Arrow Video continues their quest to unearth respected, semi-forgotten genre works and give them a loving home on DVD and Blu-ray with Wes Craven’s 1981 religious horror-drama, Deadly Blessing. A young farmer, excommunicated from his family who are involved in an archaic, fire and brimstone religious sect called ‘the Hittites’ (who, according to one character, “make the Amish look like swingers”), lives a peaceful existence with his beautiful wife Martha (Maren Jensen), near to his estranged clan. However, their marital bliss is shattered one night when Martha’s husband is mysteriously crushed by his own tractor.All alone on her property, Martha’s two best friends Lana (Sharon Stone) and Vicky (Susan Buckner) pay a visit to offer their support and decide to stick around to help with the healing process. Naturally, Martha believes the Hittites are behind her husband’s death, particularly his incensed father (the late Ernest Borgnine) who accuses his daughter-in-law of being an incubus (surely he means succubus, the female equivalent?). It isn’t long before one of the Hittites’ own is murdered, and doubt is cast as to who (or what) is actually behind the crimes.
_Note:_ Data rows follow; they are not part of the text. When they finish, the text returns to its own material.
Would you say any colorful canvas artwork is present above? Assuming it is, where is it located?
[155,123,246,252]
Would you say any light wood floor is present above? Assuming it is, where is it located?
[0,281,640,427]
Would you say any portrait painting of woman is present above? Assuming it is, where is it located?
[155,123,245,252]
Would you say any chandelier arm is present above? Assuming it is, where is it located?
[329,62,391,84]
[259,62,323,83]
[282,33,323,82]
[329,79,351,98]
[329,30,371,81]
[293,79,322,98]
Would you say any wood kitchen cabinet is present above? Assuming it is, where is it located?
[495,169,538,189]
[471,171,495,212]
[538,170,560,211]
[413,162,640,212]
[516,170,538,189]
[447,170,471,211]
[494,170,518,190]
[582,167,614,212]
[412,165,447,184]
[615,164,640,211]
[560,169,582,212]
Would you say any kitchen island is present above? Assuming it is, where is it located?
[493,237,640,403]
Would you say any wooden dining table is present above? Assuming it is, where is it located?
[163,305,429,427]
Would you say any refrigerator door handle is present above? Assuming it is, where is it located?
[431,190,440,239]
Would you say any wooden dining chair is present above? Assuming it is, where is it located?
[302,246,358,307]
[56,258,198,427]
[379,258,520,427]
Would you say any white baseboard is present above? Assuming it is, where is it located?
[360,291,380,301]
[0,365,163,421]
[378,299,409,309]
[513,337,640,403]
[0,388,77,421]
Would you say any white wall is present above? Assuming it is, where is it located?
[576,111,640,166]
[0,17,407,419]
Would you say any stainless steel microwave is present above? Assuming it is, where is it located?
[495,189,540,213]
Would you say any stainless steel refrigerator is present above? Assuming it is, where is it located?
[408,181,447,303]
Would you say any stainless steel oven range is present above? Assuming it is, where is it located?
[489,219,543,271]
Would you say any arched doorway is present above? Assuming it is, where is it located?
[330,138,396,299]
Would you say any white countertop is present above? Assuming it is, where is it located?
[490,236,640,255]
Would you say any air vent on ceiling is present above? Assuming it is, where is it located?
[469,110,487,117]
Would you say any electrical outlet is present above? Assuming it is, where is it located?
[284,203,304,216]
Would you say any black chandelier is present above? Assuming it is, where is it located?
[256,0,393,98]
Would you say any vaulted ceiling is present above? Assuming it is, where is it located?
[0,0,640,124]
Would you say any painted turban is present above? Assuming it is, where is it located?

Deadly Blessing is a Craven work which rarely gets in look-in. It was made almost a decade after his infamous 1972 debut, The Last House on the Left, and three years before Freddy Krueger was unleashed into popular culture. On the whole, the film is a relatively restrained affair from a director not exactly renowned for his subtlety. Like the first half of his 1977 mutant cannibal survivalist yarn The Hills Have Eyes, there’s more of a reliance on suspense here, and the gore quota is almost zero. In fact, aside from an unnecessary, fleeting splash of 80s-style nudity, this looks like a creepy TV movie.
Acting-wise, Stone shows little promise in one of her early roles. Borgnine, however, is perfectly cast, playing the Fred Phelps-like patriarch with a demented glee as he exerts an iron grip on the community and spouts some wonderful religious-themed verbal smack-downs (“you are the stench in the nostrils of God”). Frustratingly, Deadly Blessing tacks on an overtly fantasy reveal, completely betraying the subdued material which has come before. Those last few minutes aside, this is a fun little shocker, made with some thoughtfully-staged scares and a craftsmanship absent from much of Craven’s recent efforts.